This month sees the release of the latest in a long canon of adaptations of Emily Bronte’s masterpiece ‘Wuthering Heights’. But, directed by Andrea Arnold and featuring an unusual cast of actors and non-actors alike, this film could not be further from the original. Opening with bizarre 1960s disco-style font and closing to Mumford and Sons, this film is a breath of fresh cinematic air coming down from the moors. The only problem is; it’s left me feeling the chill.
The film focuses on the first half of the novel only, and portrays the relationship between Cathy and Heathcliff as it matures out of childhood and into the more sinister world of sexual politics and unrealised desires. Sounding good so far? 5 minutes in and the hand-held camera shots Arnold (‘Advance Party’ and ‘Fish Tank’) is so keen on will give you a headache. That’s if the relentless intensity, sporadic and frankly inappropriate dialogue and general stiff awkwardness of the actors doesn’t get you first.
From the two main leads, Kaya Scodelario and James Howson, the director coaxes performances that are at best dull and inoffensive and at worst passionless and unconvincing, whilst Andrea Arnold fails completely to tap into the obvious potential of the young Heathcliff, Solomon Glave. But then, if you ask an obviously uncomfortable teenager new to the industry to open a scene with the eloquently put “F—k you, you c—ts”, that tends to happen.
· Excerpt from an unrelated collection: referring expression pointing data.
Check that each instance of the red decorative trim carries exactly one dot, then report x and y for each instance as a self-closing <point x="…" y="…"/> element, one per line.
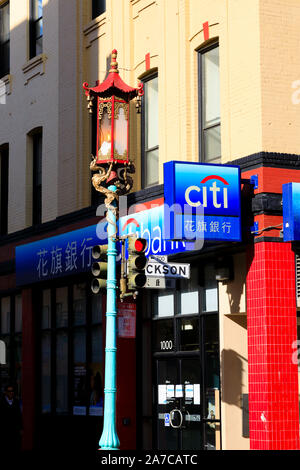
<point x="147" y="60"/>
<point x="272" y="335"/>
<point x="206" y="31"/>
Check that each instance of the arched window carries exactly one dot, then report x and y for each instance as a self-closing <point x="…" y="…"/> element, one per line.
<point x="4" y="39"/>
<point x="36" y="28"/>
<point x="150" y="171"/>
<point x="98" y="7"/>
<point x="209" y="105"/>
<point x="4" y="189"/>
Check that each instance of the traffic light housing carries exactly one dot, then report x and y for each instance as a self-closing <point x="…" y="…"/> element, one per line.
<point x="136" y="263"/>
<point x="99" y="268"/>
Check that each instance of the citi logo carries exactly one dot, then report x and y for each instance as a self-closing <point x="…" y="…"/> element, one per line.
<point x="219" y="196"/>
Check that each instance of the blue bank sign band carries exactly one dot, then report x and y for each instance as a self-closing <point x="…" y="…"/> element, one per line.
<point x="204" y="200"/>
<point x="291" y="211"/>
<point x="54" y="257"/>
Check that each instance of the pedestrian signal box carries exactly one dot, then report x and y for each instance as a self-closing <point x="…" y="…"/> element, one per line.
<point x="136" y="264"/>
<point x="99" y="268"/>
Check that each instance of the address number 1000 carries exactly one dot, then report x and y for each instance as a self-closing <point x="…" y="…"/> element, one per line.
<point x="166" y="345"/>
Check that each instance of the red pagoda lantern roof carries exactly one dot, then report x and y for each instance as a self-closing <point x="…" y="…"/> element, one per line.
<point x="112" y="83"/>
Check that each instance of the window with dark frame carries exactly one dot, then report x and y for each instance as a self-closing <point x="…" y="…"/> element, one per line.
<point x="98" y="7"/>
<point x="37" y="141"/>
<point x="71" y="367"/>
<point x="185" y="337"/>
<point x="4" y="190"/>
<point x="4" y="40"/>
<point x="11" y="335"/>
<point x="150" y="132"/>
<point x="36" y="28"/>
<point x="209" y="105"/>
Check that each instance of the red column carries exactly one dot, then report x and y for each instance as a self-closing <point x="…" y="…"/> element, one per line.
<point x="28" y="377"/>
<point x="272" y="329"/>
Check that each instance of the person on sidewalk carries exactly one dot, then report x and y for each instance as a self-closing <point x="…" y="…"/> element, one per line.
<point x="10" y="422"/>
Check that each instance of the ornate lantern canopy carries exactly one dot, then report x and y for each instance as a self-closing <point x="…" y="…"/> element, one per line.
<point x="112" y="98"/>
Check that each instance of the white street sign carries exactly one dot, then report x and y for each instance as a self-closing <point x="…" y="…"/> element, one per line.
<point x="160" y="283"/>
<point x="173" y="270"/>
<point x="158" y="259"/>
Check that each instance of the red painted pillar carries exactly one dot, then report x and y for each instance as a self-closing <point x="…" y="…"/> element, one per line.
<point x="28" y="376"/>
<point x="272" y="329"/>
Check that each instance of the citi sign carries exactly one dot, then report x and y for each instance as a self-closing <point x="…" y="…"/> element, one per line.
<point x="219" y="195"/>
<point x="214" y="187"/>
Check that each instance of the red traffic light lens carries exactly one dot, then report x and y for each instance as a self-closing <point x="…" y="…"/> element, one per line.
<point x="140" y="245"/>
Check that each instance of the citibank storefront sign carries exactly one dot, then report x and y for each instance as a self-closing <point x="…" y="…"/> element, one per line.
<point x="291" y="211"/>
<point x="205" y="199"/>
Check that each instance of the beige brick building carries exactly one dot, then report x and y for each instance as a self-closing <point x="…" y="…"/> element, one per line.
<point x="222" y="81"/>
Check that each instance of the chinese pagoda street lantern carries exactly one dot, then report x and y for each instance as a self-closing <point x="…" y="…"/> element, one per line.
<point x="112" y="164"/>
<point x="112" y="103"/>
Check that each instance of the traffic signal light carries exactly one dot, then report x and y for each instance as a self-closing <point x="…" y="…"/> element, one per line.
<point x="99" y="268"/>
<point x="136" y="263"/>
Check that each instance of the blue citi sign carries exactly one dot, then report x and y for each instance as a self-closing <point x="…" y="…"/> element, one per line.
<point x="205" y="199"/>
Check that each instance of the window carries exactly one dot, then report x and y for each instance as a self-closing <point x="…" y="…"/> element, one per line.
<point x="11" y="335"/>
<point x="36" y="28"/>
<point x="183" y="341"/>
<point x="98" y="7"/>
<point x="3" y="190"/>
<point x="150" y="133"/>
<point x="37" y="179"/>
<point x="209" y="105"/>
<point x="71" y="368"/>
<point x="4" y="39"/>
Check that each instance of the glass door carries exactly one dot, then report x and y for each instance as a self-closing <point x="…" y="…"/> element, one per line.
<point x="187" y="366"/>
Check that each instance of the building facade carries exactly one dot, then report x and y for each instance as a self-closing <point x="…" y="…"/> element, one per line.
<point x="221" y="82"/>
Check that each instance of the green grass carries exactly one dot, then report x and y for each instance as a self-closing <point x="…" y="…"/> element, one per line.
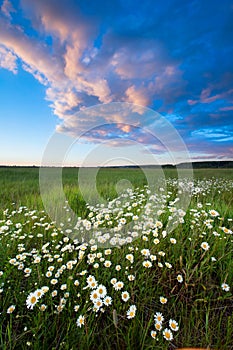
<point x="202" y="309"/>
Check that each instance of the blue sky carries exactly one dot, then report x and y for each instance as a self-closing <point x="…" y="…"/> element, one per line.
<point x="57" y="58"/>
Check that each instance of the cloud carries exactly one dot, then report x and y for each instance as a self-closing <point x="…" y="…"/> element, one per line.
<point x="171" y="57"/>
<point x="8" y="59"/>
<point x="7" y="8"/>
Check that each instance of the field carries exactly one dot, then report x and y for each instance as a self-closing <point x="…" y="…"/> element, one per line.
<point x="135" y="284"/>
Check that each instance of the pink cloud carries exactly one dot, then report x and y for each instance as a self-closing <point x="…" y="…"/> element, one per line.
<point x="7" y="8"/>
<point x="136" y="96"/>
<point x="227" y="108"/>
<point x="8" y="59"/>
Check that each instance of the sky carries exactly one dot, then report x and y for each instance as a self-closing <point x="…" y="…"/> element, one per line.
<point x="66" y="65"/>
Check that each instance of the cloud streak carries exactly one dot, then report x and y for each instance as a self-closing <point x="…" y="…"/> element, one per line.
<point x="174" y="58"/>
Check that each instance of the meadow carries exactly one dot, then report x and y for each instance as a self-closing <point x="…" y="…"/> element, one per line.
<point x="136" y="285"/>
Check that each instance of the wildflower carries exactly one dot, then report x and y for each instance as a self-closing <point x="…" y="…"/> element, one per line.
<point x="205" y="245"/>
<point x="153" y="334"/>
<point x="39" y="293"/>
<point x="76" y="308"/>
<point x="54" y="281"/>
<point x="214" y="213"/>
<point x="113" y="281"/>
<point x="107" y="300"/>
<point x="145" y="252"/>
<point x="158" y="317"/>
<point x="118" y="285"/>
<point x="173" y="325"/>
<point x="163" y="300"/>
<point x="225" y="287"/>
<point x="94" y="296"/>
<point x="125" y="296"/>
<point x="158" y="326"/>
<point x="168" y="265"/>
<point x="98" y="303"/>
<point x="101" y="290"/>
<point x="130" y="257"/>
<point x="107" y="263"/>
<point x="31" y="300"/>
<point x="45" y="289"/>
<point x="131" y="278"/>
<point x="167" y="334"/>
<point x="147" y="264"/>
<point x="43" y="307"/>
<point x="131" y="312"/>
<point x="54" y="293"/>
<point x="11" y="309"/>
<point x="179" y="278"/>
<point x="80" y="321"/>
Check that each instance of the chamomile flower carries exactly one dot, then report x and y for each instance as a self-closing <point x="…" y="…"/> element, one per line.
<point x="76" y="308"/>
<point x="205" y="246"/>
<point x="167" y="334"/>
<point x="125" y="296"/>
<point x="147" y="264"/>
<point x="94" y="296"/>
<point x="31" y="300"/>
<point x="80" y="321"/>
<point x="173" y="325"/>
<point x="11" y="309"/>
<point x="101" y="290"/>
<point x="107" y="301"/>
<point x="179" y="278"/>
<point x="225" y="287"/>
<point x="158" y="326"/>
<point x="39" y="293"/>
<point x="118" y="285"/>
<point x="43" y="307"/>
<point x="163" y="300"/>
<point x="158" y="317"/>
<point x="153" y="334"/>
<point x="131" y="312"/>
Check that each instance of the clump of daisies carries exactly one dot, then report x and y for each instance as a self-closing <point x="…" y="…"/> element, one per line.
<point x="166" y="330"/>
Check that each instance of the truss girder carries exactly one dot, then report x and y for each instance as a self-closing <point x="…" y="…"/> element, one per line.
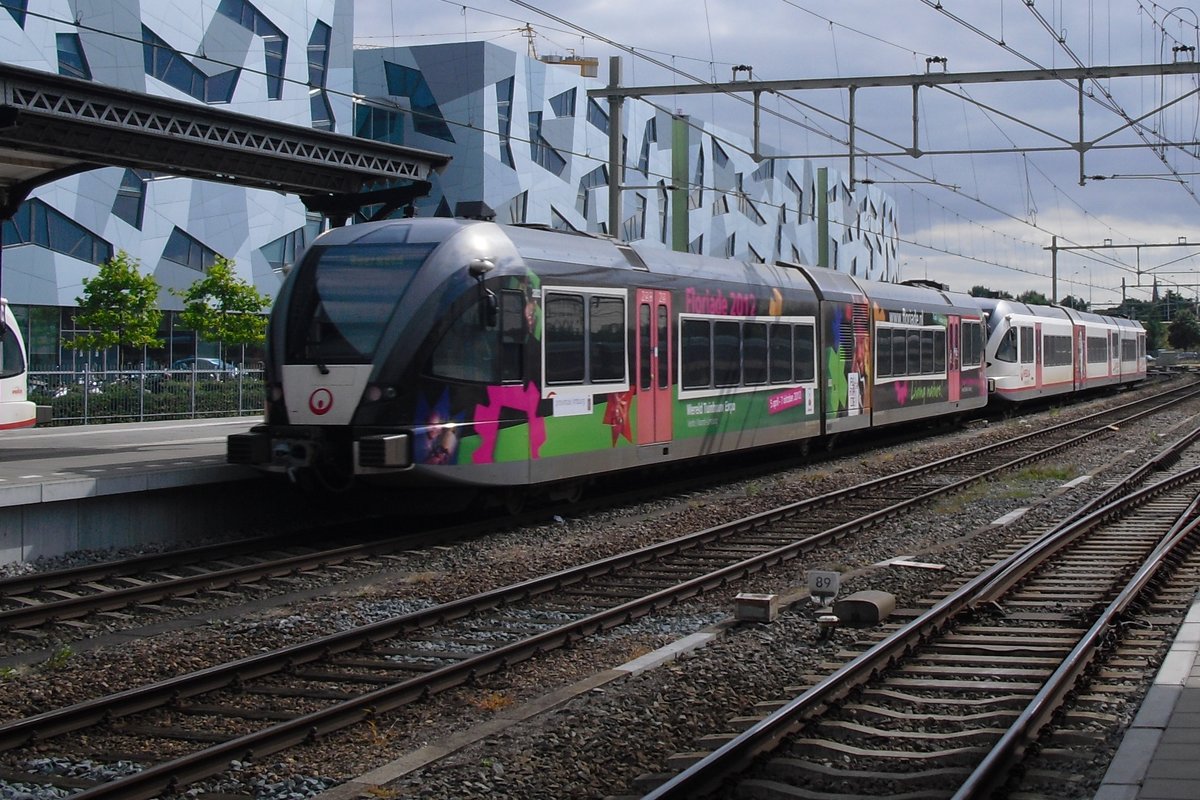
<point x="61" y="116"/>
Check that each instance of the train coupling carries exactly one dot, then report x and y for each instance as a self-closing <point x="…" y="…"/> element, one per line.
<point x="263" y="450"/>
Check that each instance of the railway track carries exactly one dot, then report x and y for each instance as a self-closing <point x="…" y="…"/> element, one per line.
<point x="113" y="593"/>
<point x="947" y="704"/>
<point x="199" y="722"/>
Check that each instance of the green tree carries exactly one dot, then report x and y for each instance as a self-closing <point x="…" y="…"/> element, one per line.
<point x="222" y="307"/>
<point x="119" y="307"/>
<point x="1156" y="334"/>
<point x="1185" y="330"/>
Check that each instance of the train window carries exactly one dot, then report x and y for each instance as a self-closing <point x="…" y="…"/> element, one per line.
<point x="513" y="335"/>
<point x="883" y="353"/>
<point x="805" y="354"/>
<point x="466" y="350"/>
<point x="780" y="354"/>
<point x="726" y="354"/>
<point x="1026" y="344"/>
<point x="899" y="353"/>
<point x="11" y="364"/>
<point x="927" y="352"/>
<point x="913" y="365"/>
<point x="1057" y="350"/>
<point x="1007" y="348"/>
<point x="754" y="353"/>
<point x="696" y="352"/>
<point x="606" y="340"/>
<point x="972" y="344"/>
<point x="564" y="338"/>
<point x="643" y="328"/>
<point x="664" y="348"/>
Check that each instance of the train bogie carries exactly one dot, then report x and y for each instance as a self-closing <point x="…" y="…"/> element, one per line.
<point x="1037" y="352"/>
<point x="455" y="353"/>
<point x="16" y="409"/>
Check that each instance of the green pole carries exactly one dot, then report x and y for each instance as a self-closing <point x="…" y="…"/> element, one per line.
<point x="679" y="232"/>
<point x="822" y="205"/>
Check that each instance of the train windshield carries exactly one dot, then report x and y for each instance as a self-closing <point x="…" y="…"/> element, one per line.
<point x="345" y="296"/>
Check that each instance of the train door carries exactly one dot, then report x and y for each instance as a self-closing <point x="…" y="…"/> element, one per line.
<point x="1079" y="356"/>
<point x="653" y="366"/>
<point x="1037" y="354"/>
<point x="953" y="361"/>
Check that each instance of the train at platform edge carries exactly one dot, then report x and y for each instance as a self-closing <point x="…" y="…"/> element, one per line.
<point x="437" y="352"/>
<point x="16" y="409"/>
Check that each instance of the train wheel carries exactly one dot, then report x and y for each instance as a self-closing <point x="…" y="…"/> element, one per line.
<point x="514" y="500"/>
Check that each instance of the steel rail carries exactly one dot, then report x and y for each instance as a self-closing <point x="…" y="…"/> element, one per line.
<point x="706" y="774"/>
<point x="197" y="765"/>
<point x="115" y="599"/>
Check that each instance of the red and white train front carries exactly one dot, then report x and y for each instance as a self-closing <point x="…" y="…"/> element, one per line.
<point x="16" y="409"/>
<point x="1043" y="350"/>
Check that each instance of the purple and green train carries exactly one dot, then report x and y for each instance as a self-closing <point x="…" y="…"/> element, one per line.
<point x="439" y="352"/>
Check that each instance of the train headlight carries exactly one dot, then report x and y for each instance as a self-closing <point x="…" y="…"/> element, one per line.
<point x="375" y="392"/>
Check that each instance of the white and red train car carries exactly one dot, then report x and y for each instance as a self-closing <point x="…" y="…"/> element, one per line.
<point x="1043" y="350"/>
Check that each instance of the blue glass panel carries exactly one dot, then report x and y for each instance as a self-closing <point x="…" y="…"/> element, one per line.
<point x="597" y="115"/>
<point x="17" y="8"/>
<point x="406" y="82"/>
<point x="219" y="88"/>
<point x="563" y="104"/>
<point x="72" y="61"/>
<point x="318" y="53"/>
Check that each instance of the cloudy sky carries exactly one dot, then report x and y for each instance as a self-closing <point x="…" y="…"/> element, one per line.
<point x="965" y="218"/>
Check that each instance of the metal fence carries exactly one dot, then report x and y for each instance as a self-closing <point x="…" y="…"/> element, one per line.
<point x="141" y="395"/>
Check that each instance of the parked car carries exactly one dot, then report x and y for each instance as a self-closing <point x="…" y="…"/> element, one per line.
<point x="205" y="367"/>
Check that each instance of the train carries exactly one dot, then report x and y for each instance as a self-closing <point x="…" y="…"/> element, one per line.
<point x="16" y="409"/>
<point x="456" y="353"/>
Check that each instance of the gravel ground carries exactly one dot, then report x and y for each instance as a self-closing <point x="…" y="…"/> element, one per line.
<point x="600" y="743"/>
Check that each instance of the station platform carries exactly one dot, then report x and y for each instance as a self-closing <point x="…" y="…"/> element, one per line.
<point x="1159" y="755"/>
<point x="63" y="463"/>
<point x="106" y="486"/>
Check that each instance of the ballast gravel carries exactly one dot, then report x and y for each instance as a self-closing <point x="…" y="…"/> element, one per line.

With the admittedly beautiful and award-winning cinematography barely covering amateur performances by an untrained and muddled cast of actors and non-actors that can only be likened to that of a poor school play, ‘Wuthering Heights’ has a thin, rather pathetic texture to it that leaves the audience feeling they’ve been short changed on their way in at the box office.
Andrea Arnold’s interest in the natural world means that she manages, through strategically placing some shots of birds and insects, to communicate some basic themes of the story by using patronisingly obvious symbolism. Sadly, for the bewildered audience trying to cope with the almost incoherent and sparse dialogue (punctuated occasionally by inappropriate expletives designed to upset the middle-class audience who have come expecting another pleasantly traditional adaptation of a well-loved novel and wake up those on the front row who have been lulled into a coma by the slow monotonous pace), it helps very little in understanding anything in the film. For all those coming to the film as Bronte-virgins, Arnold kills what should be a life-long love.
And if all this doesn’t have you hurrying out of the cinema angrily clutching your copy of the book, the necrophilia scene between a distraught Heathcliff and Cathy’s pale corpse will probably do the trick.
Emily Bronte is not just turning in her grave. She’s spinning.